Recent CDL school graduates face many obstacles and all too often, their chosen career does not work out as they had hoped.
For the most part, it is not their fault and the blame for “failure” falls squarely on the shoulders of the trucking companies. We are seeing a rise in one of the most deceitful practices by the truck transportation industry toward new, inexperienced drivers: the company owner operator lease agreement.
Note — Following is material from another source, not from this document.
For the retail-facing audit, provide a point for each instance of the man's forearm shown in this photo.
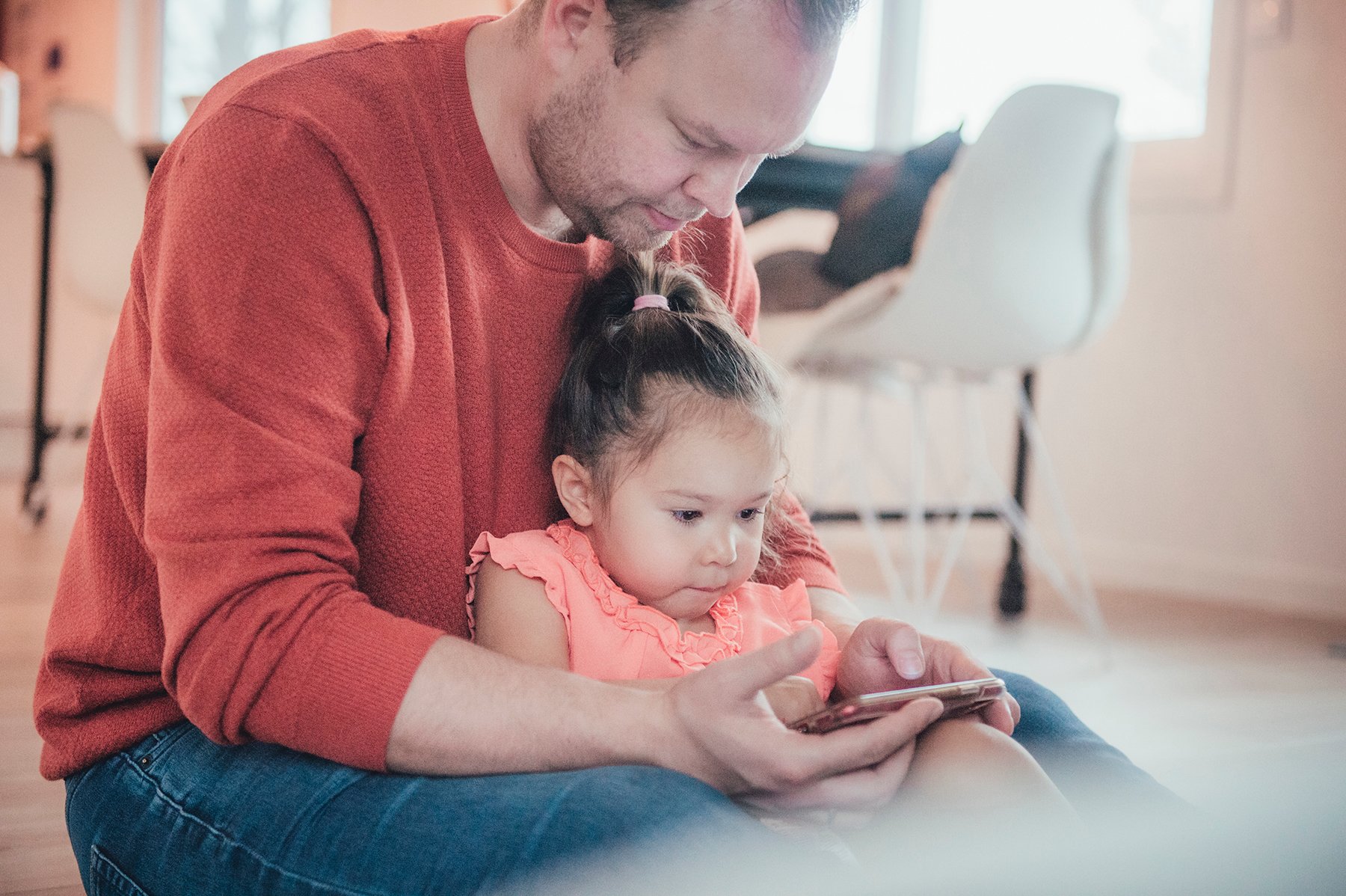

I received the following letter by mail a few days ago from a driver requesting assistance concerning this issue:
“I have been driving for nearly two years as an owner operator under my company’s lease purchase plan after they told me that this is “where the money is.” I came right out of their CDL training school and have been stuck in this lease ever since. “
“They talk you into it and tell you that’s where the money is, but they don’t tell you that when you sign up, you will pay for your training even if you work for them a year. The Government pays them and you pay them, and your loan ends up being about $7000-$8000.”
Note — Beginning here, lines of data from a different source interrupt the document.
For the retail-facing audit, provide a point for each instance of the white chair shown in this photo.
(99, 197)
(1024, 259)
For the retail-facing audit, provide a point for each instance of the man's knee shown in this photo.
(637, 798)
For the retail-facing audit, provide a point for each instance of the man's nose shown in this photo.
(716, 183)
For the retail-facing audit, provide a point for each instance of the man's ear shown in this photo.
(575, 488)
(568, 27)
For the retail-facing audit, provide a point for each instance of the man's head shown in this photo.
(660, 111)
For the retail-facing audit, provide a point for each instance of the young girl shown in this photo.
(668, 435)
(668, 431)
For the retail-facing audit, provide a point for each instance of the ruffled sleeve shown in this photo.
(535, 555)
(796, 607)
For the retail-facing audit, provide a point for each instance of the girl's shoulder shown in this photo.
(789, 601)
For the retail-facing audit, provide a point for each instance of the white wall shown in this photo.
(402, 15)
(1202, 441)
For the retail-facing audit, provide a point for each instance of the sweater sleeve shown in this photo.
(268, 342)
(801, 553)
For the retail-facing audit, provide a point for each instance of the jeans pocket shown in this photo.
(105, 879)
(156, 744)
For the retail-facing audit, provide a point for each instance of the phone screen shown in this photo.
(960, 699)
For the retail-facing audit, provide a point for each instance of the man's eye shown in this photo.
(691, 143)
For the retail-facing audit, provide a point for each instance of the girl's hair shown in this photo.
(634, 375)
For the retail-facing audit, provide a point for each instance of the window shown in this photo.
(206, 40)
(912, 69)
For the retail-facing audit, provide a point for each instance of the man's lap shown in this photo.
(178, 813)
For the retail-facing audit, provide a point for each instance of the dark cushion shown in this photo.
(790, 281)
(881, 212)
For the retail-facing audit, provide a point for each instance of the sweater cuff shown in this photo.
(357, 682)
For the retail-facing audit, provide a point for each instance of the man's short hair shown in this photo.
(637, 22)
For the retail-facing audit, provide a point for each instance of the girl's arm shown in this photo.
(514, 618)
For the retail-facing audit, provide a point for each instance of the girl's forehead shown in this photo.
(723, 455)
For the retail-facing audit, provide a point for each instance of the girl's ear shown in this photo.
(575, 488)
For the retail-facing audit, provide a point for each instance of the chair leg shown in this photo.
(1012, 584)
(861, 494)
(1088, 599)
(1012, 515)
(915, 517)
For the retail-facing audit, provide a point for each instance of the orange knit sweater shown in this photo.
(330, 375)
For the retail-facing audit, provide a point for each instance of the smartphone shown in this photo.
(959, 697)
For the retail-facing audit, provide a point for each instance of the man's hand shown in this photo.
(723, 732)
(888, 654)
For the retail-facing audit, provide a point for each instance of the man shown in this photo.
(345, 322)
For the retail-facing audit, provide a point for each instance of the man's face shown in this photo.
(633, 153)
“I need to get out of here! I am only making $400-$600 per week, just like most of their company drivers and they are running between 40-50 new driver applicants through their school per week.”
“I wished I had known about you two years ago, but I just recently found your site and everything you say is TRUE! This “starter company” as you call them, is a job from Hell!” Can you help me find another company to drive for where I can make some real money?”
Many times I have discussed the government subsidy programs which aid in these motor carrier practices and due to the continual hardships brought on by the 2008 recession, motor carriers are pushing harder than ever before to divert drivers from a company-driver position, into the position of an owner operator.
The largest liability for a trucking company belongs to the on-going costs and expenses of the truck: insurance, maintenance, fuel, etc. If the company can talk you into becoming a highly paid owner operator so you will pick up all of these expenses, all the better for them. Another practice that falls in line with these company owner operator lease programs, is the constant turning-over of the drivers, usually done by cutting their miles and starving them out.
The trucks used by these motor carriers for their owner operator lease purchase programs, have been paid off many times over, by former would-be owner operators who fell for their sales pitch. Although there are some trucking companies who offer a decent truck lease plan, I believe that overall, drivers should stay away from company lease programs. For the most part, they are designed for the driver to fail.
Our survey took place over a 15 month period, receiving 3,611 respondents and resulted in 72% of those responding, believing that the company owner operator lease agreement is deceitful.
It is best to retain your truck through an outside lending source and stay away from the trucking company owner operator lease plan. I recommend Lone Mountain Truck Leasing as one source for outside commercial motor vehicle financing.
As we see a rise in the desperate maneuvering by motor carriers to sway drivers into becoming an owner operator, I felt it was time to reiterate the real truth about trucking.